Prima di ritrovarsi al
sicuro nell’ascensore, non dissero nulla, ma appena le porte si
chiusero Daisy si girò di scatto verso Grant e lo esaminò con cura
prendendogli il viso fra le mani, per controllare se gli avevano messo
qualche diavoleria addosso, per esempio nelle iridi o nelle orecchie.
- Tutto bene? Ti hanno
fatto qualcosa? Ti hanno messo niente? Non mi fido di quelli! Sapevano
che FitzSimmons ti avrebbero controllato la prima volta e non hanno
messo nulla, ma magari ora l’hanno fatto perché tanto non
ricontrolleranno di nuovo! - Grant rimase divertito a farsi guardare
anche nelle narici e nella bocca in modo alquanto invasivo, quando lei
fu soddisfatta lui disse ridacchiando:
- Che io sappia non mi
hanno messo niente di inappropriato in posti strani. - Daisy sospirò e
lo lasciò capendo di essere stata forse un po’ troppo esagerata ed
apprensiva.
- Bene. Quando hai
usato quel diversivo mi hai fatto venire un colpo, pensavo ti fossi
sentito male... non devi rifarlo, chiaro? Se non abbiamo concordato
nulla, non devi improvvisare! - Daisy poi lo sgridò sempre agitata per
quanto rischiato, Grant la guardò calmo.
- Ma ho fatto bene? Sei riuscita a guardare? - Lei annuì.
- Però è rischioso se non sei addestrato. -
- Non hanno
sospettato... ed in più hanno risposto a qualche domanda... - Daisy
così tornò curiosa su quello, mentre l’ascensore scendeva i piani fino
al loro.
- E cosa hai chiesto? - Grant si strinse nelle spalle sminuendo la cosa.
- Questioni che potrebbero interessare solo a me... - Daisy lo guardò torva.
- Sono il tuo AS, devo sapere. - Lui fece un piccolo broncio ma si decise a parlare:
- Se posso innamorarmi
e provare i sentimenti e le emozioni come gli altri, se posso fare
tutte le scelte che ritengo di voler fare... se addirittura potrei
avere la vita che hanno gli altri, un giorno. sposarmi, fare figli,
andare in vacanza, diventare un cuoco! - Daisy sorrise intenerita e
divertita all’idea di Grant cuoco, lui si imbarazzò e guardò da
un’altra parte. - Cose che interessano solo a me, appunto. - e lì lei
si rattristì. Sapeva che per avere ‘una vita normale come tutti’ lui
avrebbe dovuto andarsene da lì e lasciare lo Shield. Non era una
questione di essere un esperimento, ma di far parte dello Shield. Era
quello che condizionava la vita e lei lo sapeva bene.
- Cosa ti hanno detto? -
- Che sono una persona
a tutti gli effetti e non sono un prigioniero. Provo le cose come gli
altri, posso innamorarmi e soffrire ed arrabbiarmi, anche se le
risposte definitive le devo trovare da solo perché non hanno mai creato
una persona in laboratorio prima d’ora. - Daisy annuì. - E poi hanno
detto che mi hanno creato per dar vita ad un agente perfetto e forte
dello Shield, perciò ci sono delle scelte che si aspettano da me e che
sperano io faccia, ma che non possono obbligarmi e costringermi a fare
nulla. - Daisy sospirò seccata mentre le porte si aprivano lasciandoli
nel loro piano.
- È una risposta
ipocrita e comoda per ingraziarti.
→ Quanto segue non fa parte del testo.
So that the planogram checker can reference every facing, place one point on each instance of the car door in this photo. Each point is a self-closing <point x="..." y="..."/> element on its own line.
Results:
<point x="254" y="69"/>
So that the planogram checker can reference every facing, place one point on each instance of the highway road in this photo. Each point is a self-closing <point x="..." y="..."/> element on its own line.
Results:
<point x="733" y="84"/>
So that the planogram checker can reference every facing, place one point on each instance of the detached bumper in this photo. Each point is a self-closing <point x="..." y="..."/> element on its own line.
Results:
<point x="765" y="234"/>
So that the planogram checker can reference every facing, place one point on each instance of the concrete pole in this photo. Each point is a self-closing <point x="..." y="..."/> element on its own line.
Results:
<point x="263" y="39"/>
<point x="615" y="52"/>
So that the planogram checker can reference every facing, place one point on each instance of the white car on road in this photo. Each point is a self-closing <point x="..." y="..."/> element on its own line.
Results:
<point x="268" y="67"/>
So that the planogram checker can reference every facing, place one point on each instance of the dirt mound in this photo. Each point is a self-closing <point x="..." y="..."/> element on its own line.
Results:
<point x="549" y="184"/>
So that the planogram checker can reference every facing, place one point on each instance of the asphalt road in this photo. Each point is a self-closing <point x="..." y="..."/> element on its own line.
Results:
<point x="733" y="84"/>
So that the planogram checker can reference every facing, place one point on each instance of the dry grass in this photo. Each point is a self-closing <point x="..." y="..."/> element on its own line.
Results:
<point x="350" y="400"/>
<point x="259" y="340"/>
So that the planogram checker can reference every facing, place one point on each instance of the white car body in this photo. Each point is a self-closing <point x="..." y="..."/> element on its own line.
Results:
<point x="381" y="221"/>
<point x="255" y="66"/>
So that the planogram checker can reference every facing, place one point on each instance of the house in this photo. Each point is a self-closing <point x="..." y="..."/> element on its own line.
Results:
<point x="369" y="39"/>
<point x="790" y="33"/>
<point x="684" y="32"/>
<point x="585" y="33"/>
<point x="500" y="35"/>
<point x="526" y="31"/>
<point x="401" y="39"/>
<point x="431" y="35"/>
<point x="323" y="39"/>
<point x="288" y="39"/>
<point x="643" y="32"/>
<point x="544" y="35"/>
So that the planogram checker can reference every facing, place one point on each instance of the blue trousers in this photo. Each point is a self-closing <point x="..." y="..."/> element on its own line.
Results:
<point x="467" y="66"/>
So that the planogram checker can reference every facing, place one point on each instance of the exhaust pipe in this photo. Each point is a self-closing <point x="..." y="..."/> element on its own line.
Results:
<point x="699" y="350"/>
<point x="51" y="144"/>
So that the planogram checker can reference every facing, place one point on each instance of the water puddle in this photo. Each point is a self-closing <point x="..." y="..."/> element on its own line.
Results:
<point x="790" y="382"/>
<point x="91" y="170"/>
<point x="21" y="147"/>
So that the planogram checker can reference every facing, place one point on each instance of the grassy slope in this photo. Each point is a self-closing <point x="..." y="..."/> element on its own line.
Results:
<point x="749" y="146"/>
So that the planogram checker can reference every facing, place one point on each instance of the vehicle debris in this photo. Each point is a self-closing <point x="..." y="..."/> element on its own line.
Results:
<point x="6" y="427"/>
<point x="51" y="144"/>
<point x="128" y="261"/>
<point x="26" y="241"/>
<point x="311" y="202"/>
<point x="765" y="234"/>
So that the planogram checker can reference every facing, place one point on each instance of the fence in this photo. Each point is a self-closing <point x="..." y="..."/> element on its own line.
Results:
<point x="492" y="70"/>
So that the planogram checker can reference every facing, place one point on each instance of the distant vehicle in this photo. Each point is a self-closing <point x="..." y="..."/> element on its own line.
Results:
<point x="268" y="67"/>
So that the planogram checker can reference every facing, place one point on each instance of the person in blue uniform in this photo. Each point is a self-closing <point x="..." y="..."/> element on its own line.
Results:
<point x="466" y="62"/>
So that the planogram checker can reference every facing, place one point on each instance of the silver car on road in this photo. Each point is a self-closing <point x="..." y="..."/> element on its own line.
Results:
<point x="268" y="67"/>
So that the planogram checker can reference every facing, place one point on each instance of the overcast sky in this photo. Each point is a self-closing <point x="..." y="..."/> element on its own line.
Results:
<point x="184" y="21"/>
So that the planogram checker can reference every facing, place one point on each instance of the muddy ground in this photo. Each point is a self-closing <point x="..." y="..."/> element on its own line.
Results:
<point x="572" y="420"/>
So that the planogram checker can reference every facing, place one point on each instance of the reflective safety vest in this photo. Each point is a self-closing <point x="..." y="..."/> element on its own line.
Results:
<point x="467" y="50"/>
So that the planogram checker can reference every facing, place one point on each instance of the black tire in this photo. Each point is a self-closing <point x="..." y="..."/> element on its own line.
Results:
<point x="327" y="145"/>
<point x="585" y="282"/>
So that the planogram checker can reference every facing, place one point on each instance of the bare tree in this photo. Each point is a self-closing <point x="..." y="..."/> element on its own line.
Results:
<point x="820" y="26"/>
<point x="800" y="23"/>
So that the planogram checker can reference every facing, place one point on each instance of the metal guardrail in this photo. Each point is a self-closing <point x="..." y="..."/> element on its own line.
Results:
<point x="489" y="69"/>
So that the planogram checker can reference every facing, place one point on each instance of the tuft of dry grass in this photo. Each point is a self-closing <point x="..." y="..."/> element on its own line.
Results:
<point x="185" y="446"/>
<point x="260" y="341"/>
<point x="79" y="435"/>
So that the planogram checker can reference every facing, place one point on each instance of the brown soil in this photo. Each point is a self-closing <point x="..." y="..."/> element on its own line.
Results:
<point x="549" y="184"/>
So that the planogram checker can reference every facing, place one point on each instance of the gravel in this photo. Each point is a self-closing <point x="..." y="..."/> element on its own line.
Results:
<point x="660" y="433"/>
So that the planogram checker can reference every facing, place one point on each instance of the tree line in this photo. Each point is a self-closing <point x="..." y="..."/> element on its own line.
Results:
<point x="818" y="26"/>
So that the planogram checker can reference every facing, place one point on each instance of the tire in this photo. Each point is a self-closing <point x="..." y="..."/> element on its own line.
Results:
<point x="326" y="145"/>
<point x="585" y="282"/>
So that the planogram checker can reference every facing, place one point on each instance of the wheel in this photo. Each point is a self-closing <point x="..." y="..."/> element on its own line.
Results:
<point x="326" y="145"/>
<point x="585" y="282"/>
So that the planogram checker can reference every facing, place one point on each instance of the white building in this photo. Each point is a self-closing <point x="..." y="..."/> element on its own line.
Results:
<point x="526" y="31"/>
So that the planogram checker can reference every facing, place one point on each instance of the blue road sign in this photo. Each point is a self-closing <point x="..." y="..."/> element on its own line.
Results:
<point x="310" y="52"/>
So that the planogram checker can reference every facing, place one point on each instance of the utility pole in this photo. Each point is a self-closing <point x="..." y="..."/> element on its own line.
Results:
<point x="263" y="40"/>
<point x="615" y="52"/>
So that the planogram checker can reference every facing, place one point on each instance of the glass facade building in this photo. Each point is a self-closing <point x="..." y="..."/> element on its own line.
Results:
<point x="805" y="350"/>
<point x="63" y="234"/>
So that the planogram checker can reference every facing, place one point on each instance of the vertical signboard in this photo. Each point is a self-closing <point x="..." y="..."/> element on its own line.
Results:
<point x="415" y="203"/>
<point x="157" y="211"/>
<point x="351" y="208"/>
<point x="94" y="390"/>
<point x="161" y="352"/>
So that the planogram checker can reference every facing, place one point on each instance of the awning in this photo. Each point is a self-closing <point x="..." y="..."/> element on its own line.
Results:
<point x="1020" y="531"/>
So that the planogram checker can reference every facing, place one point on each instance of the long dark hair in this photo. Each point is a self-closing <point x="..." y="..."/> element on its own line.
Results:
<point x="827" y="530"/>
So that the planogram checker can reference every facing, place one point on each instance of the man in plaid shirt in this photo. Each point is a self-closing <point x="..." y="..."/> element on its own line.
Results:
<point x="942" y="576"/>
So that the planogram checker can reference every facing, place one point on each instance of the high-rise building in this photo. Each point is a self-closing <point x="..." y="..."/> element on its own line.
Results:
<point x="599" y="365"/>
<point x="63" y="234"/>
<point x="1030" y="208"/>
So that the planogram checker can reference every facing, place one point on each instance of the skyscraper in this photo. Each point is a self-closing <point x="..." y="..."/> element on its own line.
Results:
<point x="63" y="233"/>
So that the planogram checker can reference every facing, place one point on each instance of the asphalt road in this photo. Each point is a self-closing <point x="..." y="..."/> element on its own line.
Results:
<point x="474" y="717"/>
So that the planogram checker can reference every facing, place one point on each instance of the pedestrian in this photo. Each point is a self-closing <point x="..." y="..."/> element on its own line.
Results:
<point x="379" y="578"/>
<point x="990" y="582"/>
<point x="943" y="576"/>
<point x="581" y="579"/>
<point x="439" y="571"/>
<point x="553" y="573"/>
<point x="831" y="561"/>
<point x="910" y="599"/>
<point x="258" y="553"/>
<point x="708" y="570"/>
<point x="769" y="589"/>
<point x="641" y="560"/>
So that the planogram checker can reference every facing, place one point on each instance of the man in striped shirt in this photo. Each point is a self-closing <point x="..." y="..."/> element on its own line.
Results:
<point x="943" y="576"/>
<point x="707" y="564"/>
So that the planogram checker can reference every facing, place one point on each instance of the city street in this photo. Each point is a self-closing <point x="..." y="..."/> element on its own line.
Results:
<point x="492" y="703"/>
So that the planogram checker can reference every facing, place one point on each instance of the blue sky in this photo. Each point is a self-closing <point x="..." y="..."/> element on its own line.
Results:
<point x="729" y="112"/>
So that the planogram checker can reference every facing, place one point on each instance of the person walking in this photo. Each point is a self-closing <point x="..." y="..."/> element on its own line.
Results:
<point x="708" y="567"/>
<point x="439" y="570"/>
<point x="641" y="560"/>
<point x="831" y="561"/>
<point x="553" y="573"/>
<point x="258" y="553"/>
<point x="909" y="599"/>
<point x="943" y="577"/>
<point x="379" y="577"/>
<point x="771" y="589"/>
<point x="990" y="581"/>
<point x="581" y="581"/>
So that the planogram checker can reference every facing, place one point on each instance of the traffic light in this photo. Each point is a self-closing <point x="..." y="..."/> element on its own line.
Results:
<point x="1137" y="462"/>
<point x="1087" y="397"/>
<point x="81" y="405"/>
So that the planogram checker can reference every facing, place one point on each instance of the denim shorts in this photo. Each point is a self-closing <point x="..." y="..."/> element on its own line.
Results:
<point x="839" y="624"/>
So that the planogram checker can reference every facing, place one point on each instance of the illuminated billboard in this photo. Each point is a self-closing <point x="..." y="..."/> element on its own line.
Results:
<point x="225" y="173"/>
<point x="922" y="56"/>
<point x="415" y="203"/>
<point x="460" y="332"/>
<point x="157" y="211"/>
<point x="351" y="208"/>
Perché tutti sappiamo che se
sceglierai di lavorare per loro, bene. Altrimenti prenderanno
provvedimenti. Lo sappiamo, è inutile che fanno i santarellini per
differenziarsi dall’Hydra! Siamo già come loro e la cosa non mi piace
per niente! - Grant che era stato istruito sulla storia sia dello
Shield che dei vari nemici, non seppe proprio cosa dire, così Daisy
concluse prendendogli il braccio prima di raggiungere gli altri in
attesa. Lo fermò e si fece guardare, poi col famoso dito alzato,
asserì: - Non permetterò mai che ti succeda nulla. Se vorrai andartene
ti aiuterò a sparire. Non ti faranno mai quello che vogliono! - Grant
annuì e sorrise grato e dolcemente, quel bel sorriso la faceva
sobbalzare ogni volta che lo riceveva ed era simile a quello che ogni
tanto il vecchio Ward le aveva dato prima che venisse allo scoperto. A
volte ci pensava e vedeva un fondo di sincerità in certi momenti
insieme, in certe confidenze, in certi sentimenti mostrati. Ma non
voleva illudersi che alla fine in quel Ward ci fosse stato anche solo
un briciolo di positivo.
“È pur vero che lui è
sempre stato ossessionato ed in fissa con me, qualcosa da parte sua
doveva esserci stata comunque.” Sospirò varcando la soglia del
laboratorio di FitzSimmons. “Quanti rimpianti avremo sempre.”